65歳以降のホルモン療法開始はがんと脳卒中リスク増と関連
Menopauseに掲載された研究で、65歳以降に閉経後ホルモン療法(HT)を開始すると、がんおよび脳血管イベントのリスクが有意に高まることが示された。結果は、60歳以降または閉経後10年以上経過してからの全身性HT開始を控える現行ガイドラインを裏づける。
閉経後ホルモン療法(HT)を65歳以降に開始すると、がんおよび血管イベントのリスクが有意に増加することが、学術誌Menopauseに2月3日付でオンライン掲載された研究で示された。解析には、2000〜2022年にイスラエルの医療システムに登録された50歳以上の女性83,147人が含まれ、このうち6.6%が50〜65歳でHTを開始し、1%が65歳以上でHTを開始していた。
研究者らは、HT使用が、ホルモン感受性がんと非ホルモン感受性がんの双方を含む複数の悪性腫瘍リスクの増加と関連していることを見いだした。65歳以上でのHT開始は、あらゆるがん(ハザード比[HR]2.216)および脳血管障害(HR 2.695)のリスク増加と関連していた。
50〜65歳でHTを開始した女性では、調整解析において脳血管障害(HR 16.692)、がん(HR 8.490)、虚血性心疾患/心筋梗塞(HR 9.169)のハザードが著明に上昇していた。50〜65歳でHTを開始した女性では、虚血性心疾患/心筋梗塞の有病率は低い一方(3.6%対9.2%)、高血圧の有病率は高かった(11.0%対6.2%)。

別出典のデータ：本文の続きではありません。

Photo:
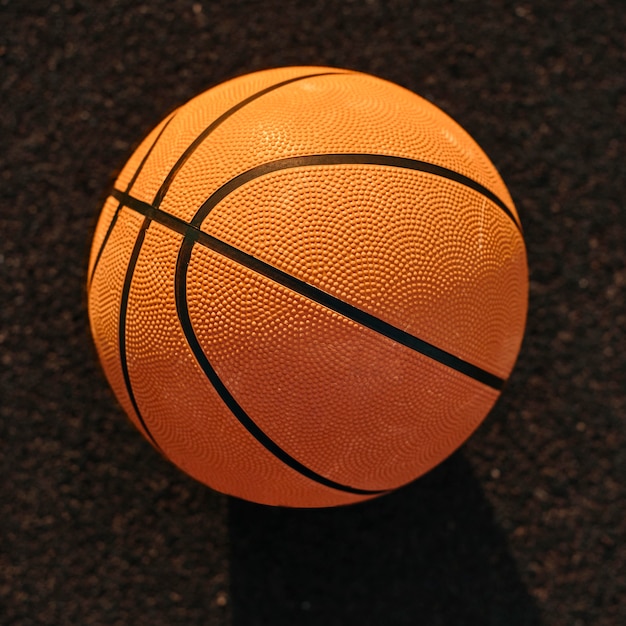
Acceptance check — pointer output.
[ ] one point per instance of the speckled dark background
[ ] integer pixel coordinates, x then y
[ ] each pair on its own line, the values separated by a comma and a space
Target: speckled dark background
524, 525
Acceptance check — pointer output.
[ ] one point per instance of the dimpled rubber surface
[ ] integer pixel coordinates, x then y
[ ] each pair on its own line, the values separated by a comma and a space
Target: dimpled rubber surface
355, 406
217, 360
423, 253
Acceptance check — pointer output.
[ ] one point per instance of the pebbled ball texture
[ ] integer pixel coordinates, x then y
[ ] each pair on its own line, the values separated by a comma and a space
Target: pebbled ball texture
298, 329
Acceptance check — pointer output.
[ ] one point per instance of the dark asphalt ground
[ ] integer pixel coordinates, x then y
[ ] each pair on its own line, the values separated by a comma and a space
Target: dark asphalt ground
524, 525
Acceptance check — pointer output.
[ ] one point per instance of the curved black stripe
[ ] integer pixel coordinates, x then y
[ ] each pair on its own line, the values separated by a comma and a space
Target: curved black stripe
140, 237
209, 129
313, 293
345, 159
122, 328
119, 207
228, 399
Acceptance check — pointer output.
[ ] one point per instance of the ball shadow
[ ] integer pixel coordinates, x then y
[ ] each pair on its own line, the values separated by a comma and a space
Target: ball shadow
430, 553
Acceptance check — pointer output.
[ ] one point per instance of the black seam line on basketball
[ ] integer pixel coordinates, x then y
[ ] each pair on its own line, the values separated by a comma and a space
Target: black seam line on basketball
346, 159
312, 293
128, 189
156, 202
229, 400
158, 199
122, 329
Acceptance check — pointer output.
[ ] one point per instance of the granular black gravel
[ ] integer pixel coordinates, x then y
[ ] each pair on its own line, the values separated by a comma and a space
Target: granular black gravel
524, 525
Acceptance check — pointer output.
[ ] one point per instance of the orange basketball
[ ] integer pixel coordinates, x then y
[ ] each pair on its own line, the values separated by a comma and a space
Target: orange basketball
307, 286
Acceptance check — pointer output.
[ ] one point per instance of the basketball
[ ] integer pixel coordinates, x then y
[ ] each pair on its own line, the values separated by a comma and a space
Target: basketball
307, 287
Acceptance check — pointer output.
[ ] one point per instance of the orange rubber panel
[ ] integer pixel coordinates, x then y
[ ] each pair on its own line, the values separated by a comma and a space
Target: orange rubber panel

研究参加者はHT開始年齢で区分された。すなわち、50〜65歳でHTを開始した群(n = 5500)、50歳以降にHTを開始し65歳を超えて使用を継続した群(n = 854)、65歳以上でHTを開始した群(n = 847)、およびHTを一度も使用しなかった群(n = 75,946)である。50〜65歳で開始し65歳以降も継続した女性では、脳血管障害(HR 4.15、P < .001)、がん(HR 1.36、P = .048)、虚血性心疾患または心筋梗塞(HR 2.34、P < .001)のリスクが有意に増加していた。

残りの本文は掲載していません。